Details

Identifiers
- Latin: membrana suprapleuralis
- TA98: A07.1.02.018
- TA2: 2324
- FMA: 57866

= Suprapleural membrane =

Connective tissue covering the apex of each lung

The suprapleural membrane, eponymously known as Sibson's fascia, is a structure described in human anatomy.

It is named for Francis Sibson.

==Anatomy==
It refers to a thickening of connective tissue that covers the apex of each human lung. It is an extension of the endothoracic fascia that exists between the parietal pleura and the thoracic cage. Sibson muscular part is originated from scalenus minimus muscle. Fascial part is originated from Endothoracic Fascia. It attaches to the internal border of the first rib and the transverse processes of vertebra C7. It extends approximately an inch more superiorly than the superior thoracic aperture, because the lungs themselves extend higher than the top of the ribcage.

==Clinical significance==
- The function of the suprapleural membrane is to protect the apex of the lung (as some of the part which extends outside the rib cage) and to protect the cervical fascia.
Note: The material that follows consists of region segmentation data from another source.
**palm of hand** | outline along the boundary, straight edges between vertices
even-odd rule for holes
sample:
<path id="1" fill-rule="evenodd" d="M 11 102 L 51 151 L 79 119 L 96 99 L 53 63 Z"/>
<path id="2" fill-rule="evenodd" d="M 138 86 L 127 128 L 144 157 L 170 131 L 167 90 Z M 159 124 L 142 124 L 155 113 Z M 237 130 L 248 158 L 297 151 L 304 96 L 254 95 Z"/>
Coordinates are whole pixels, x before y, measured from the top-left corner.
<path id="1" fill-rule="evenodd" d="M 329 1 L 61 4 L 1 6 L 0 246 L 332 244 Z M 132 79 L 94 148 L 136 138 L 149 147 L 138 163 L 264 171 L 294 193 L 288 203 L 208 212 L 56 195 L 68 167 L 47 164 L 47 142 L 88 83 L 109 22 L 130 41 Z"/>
This helps in resisting intrathoracic pressure changes therefore preventing inflation and deflation of the neck during expiration and inspiration respectively and also providing rigidity to the thoracic inlet.
- Herniation of the cervical fascia may result due to injury to suprapleural membrane.
  - "The thoracic duct traverses Sibson's Fascia of the thoracic-inlet up to the level of C7 before turning around and emptying into the left (major) duct. The right (minor duct) only traverses the thoracic inlet once."